5 Conclusion and Future Work

In this work, we developed and implemented a series of tools that aim to automatize the administration and evaluation of cognitive tests. These tasks are typically carried out by a human psychologist and a psychologist. However, we demonstrated that the human operator can be reliably supported by an HRI system (a Pepper Robot, in our application). Indeed, our results suggest that there is a strong correlation between our automatic evaluation methods and that of a human psychologist. In particular, our implementation of algorithms to automatically score the Rey-Osterrieth Complex Figure showed a high correlation with scores assigned by a psychologist. In future work, we plan to improve these algorithms by collecting more data, which would allow us to fine-tune the automatic evaluations, and refine the recognition of finer details.
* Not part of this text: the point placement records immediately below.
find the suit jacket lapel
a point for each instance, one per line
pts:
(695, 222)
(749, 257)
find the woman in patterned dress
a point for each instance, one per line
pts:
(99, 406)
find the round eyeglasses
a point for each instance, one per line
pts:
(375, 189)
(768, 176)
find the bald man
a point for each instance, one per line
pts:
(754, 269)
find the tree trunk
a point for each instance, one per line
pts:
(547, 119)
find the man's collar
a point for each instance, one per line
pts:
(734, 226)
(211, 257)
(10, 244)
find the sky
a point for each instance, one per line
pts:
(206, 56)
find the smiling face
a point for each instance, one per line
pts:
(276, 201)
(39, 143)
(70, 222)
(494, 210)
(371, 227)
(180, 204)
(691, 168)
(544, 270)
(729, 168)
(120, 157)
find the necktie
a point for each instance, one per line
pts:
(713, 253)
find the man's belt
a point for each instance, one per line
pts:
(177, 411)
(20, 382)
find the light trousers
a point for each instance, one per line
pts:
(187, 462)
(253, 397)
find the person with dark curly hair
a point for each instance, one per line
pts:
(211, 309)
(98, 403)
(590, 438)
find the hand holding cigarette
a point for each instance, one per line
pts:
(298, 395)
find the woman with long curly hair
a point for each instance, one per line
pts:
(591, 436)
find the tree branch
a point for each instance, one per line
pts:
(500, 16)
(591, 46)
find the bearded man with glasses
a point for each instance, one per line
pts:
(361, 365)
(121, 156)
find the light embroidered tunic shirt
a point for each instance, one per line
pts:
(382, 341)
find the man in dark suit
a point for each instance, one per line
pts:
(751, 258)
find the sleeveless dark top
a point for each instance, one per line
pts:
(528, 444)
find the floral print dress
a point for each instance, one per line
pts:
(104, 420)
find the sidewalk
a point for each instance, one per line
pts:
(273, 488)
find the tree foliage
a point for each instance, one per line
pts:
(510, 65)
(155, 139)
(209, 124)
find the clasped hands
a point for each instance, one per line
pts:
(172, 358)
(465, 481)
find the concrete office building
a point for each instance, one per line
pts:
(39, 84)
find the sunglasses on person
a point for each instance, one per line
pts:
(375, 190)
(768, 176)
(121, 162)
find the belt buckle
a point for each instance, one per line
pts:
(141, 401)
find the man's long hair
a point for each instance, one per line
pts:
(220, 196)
It is worth noting here that participants in our pilot study are healthy young adults (aged 23–38). This constitutes a limitation of our work, as older/cognitively impaired individuals may reproduce highly distorted ROCF figures that may be harder for our algorithms to correctly evaluate. As previously noted, another source of image distortion may be due to user-independent factors such as non-uniform lighting conditions, partially acquired images, misaligned camera, etc. We did not observe such limit conditions here, as a human operator always made sure the environmental conditions were fit. We plan to further investigate these possible limitations in future work.

Another objective for future work is to contribute an open dataset for the evaluation of the ROCF. We believe a standard set of figures captured from Pepper’s camera would greatly help comparing different algorithms for the evaluation of ROCF, and would be beneficial for Social Assistive Sobotics studies that aim to automatize similar tasks.

These findings may prove useful for further development of similar fully autonomous agents for the administration of tests, to be employed e.g. in healthcare services and interactive cognitive training. Our tools may also turn useful to standardize the evaluation of tests, as they are independent of external factors that may affect a human operator, such as personality and subjective marking criteria.